About a year ago, we participated in a Giving Carnival on the topic of metrics in philanthropy, and laid out the metrics we were planning on using – along with caveats. Seeing a continuing interest in this topic (even including a panel called “Metrics Mania”), I’d like to share a bit of my progressed thinking on the matter – specifically that debating metrics in the abstract seems unlikely to go anywhere useful.
As promised, our research tried to divide charities into causes to make “apples to apples” comparisons; but as many predicted (and as we acknowledged would be true to some extent), even after this narrowing it was impossible to truly put different charities in the same terms. Any two given job training programs serve different groups of people; comparing them directly on “people placed in jobs” is a futile endeavor. We looked at health programs’ abilities to “save lives,” but not all lives are the same, and different health programs have wildly different and difficult-to-quantify impacts on non-life-threatening conditions.
This doesn’t mean that metrics are futile or useless. There’s a big difference between being able to demonstrate emotionally relevant results (such as lives saved) and having no evidence other than an unfamiliar development officer’s report of a gut feeling. And there can be enormous differences in the “cost per person” associated with different approaches, enough – when taken in context and accompanied by intuitive judgment calls – to make a big difference in my view of things. For example, it’s typical for employment assistance programs to cost in the neighborhood of $10,000-$20,000 per person served, while we’re ballparking certain developing-world aid programs as $1,000 per life saved – though the story doesn’t end there, that difference is larger than I would have guessed and larger than I can ignore.

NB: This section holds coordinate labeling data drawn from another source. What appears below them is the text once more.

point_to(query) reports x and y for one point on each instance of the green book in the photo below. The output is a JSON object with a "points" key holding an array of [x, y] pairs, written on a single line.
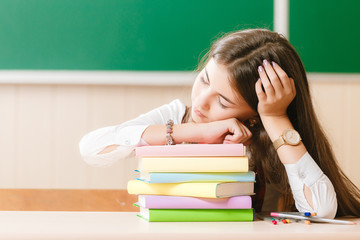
{"points": [[196, 215]]}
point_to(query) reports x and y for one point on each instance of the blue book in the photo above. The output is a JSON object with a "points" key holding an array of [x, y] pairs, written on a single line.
{"points": [[160, 177]]}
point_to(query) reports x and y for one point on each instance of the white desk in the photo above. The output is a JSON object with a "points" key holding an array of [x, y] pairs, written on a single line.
{"points": [[125, 225]]}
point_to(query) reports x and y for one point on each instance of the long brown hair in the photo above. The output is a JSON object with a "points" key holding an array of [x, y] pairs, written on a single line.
{"points": [[242, 52]]}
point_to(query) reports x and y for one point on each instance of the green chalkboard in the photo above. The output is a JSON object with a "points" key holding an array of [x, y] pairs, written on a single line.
{"points": [[326, 34], [119, 34]]}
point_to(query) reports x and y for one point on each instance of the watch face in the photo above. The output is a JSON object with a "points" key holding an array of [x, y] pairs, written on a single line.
{"points": [[291, 137]]}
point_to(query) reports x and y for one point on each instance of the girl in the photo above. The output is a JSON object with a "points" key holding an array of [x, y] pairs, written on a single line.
{"points": [[252, 89]]}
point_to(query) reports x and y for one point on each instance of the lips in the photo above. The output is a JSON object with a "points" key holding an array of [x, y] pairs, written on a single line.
{"points": [[198, 113]]}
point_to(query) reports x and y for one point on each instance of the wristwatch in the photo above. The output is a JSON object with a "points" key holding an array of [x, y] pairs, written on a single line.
{"points": [[288, 137]]}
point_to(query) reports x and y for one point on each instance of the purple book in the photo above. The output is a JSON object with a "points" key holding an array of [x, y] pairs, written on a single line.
{"points": [[171, 202]]}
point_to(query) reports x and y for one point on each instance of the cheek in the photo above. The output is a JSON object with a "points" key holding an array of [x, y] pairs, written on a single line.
{"points": [[195, 91]]}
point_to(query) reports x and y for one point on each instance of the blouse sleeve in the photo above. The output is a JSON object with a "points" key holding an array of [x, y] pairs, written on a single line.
{"points": [[127, 135], [307, 172]]}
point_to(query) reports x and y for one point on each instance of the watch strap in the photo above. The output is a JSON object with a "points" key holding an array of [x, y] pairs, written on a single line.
{"points": [[278, 142]]}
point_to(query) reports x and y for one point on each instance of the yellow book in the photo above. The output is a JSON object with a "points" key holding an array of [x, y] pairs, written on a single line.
{"points": [[192, 189], [194, 164]]}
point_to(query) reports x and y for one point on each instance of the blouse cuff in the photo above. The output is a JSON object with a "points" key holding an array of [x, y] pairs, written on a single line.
{"points": [[131, 135], [305, 171]]}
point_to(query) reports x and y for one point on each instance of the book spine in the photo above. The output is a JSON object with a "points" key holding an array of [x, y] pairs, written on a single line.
{"points": [[193, 164], [174, 202], [206, 190], [200, 215], [200, 177], [191, 150]]}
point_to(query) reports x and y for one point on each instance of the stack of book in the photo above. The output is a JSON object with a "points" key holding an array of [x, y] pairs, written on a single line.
{"points": [[193, 182]]}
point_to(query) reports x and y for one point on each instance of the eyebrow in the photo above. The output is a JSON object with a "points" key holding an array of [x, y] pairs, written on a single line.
{"points": [[207, 76]]}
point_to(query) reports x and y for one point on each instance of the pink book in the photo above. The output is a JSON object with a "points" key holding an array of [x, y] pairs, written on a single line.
{"points": [[182, 150], [180, 202]]}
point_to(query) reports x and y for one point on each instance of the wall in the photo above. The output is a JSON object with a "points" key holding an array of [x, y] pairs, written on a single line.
{"points": [[41, 126]]}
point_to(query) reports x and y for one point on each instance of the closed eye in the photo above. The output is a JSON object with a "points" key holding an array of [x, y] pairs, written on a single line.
{"points": [[221, 104]]}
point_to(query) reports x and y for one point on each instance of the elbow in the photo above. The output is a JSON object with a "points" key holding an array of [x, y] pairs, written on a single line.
{"points": [[93, 157], [327, 210]]}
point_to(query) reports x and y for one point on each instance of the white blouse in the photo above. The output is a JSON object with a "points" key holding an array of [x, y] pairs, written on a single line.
{"points": [[128, 136]]}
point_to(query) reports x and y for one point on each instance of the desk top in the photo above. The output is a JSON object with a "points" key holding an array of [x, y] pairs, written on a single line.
{"points": [[125, 225]]}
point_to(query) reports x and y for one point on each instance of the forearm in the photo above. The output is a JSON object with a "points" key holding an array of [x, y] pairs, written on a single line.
{"points": [[187, 132], [288, 154], [274, 127]]}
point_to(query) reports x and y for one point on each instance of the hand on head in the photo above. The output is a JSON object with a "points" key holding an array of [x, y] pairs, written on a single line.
{"points": [[275, 90]]}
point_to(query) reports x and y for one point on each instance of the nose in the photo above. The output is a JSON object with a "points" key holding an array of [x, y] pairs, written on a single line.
{"points": [[204, 100]]}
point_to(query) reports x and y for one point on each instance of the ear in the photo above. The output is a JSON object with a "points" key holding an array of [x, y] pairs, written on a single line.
{"points": [[253, 121]]}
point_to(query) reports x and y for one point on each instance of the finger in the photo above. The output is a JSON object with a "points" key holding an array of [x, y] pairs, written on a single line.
{"points": [[284, 79], [293, 88], [241, 134], [269, 90], [259, 91], [274, 78]]}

Bottom line, both the metrics we used and the ways we used them (particularly the weight of metrics vs. intuition) ended up depending, pretty much entirely, on exactly what decision we were trying to make. We took one approach when all we knew was our general areas of focus; we modified our approach when we had more info about our options; we frankly got nothing out of the completely abstract discussions of whether metrics should be used “in general.” There are as many metrics as there are charities, and there are as many necessary debates about metrics as there are giving decisions.
I agree with those who say metrics are important, and those who say we can’t let them dictate everything (and it seems that nearly everyone who weighs in on “the metrics debate” says both of these things). But I don’t feel we can have the really important conversation at that level of abstraction. Instead, the conversation we need to have is on the specifics. In our case, and that of anyone who’s interested in NYC employment assistance or global health interventions, that means asking: did we use appropriate metrics for the charities we’ve evaluated? Are there other approaches that would have been a better use of our time and resources? Did we compare our applicants as well as we could have with the resources we had?
This is a conversation with a lot of room for important and fruitful disagreement. If you’re interested in the question of metrics, I ask that you consider engaging in it – or, if you don’t find our causes compelling, conducting and publishing your own evaluations – rather than trying to settle the question for the whole nonprofit sector at once.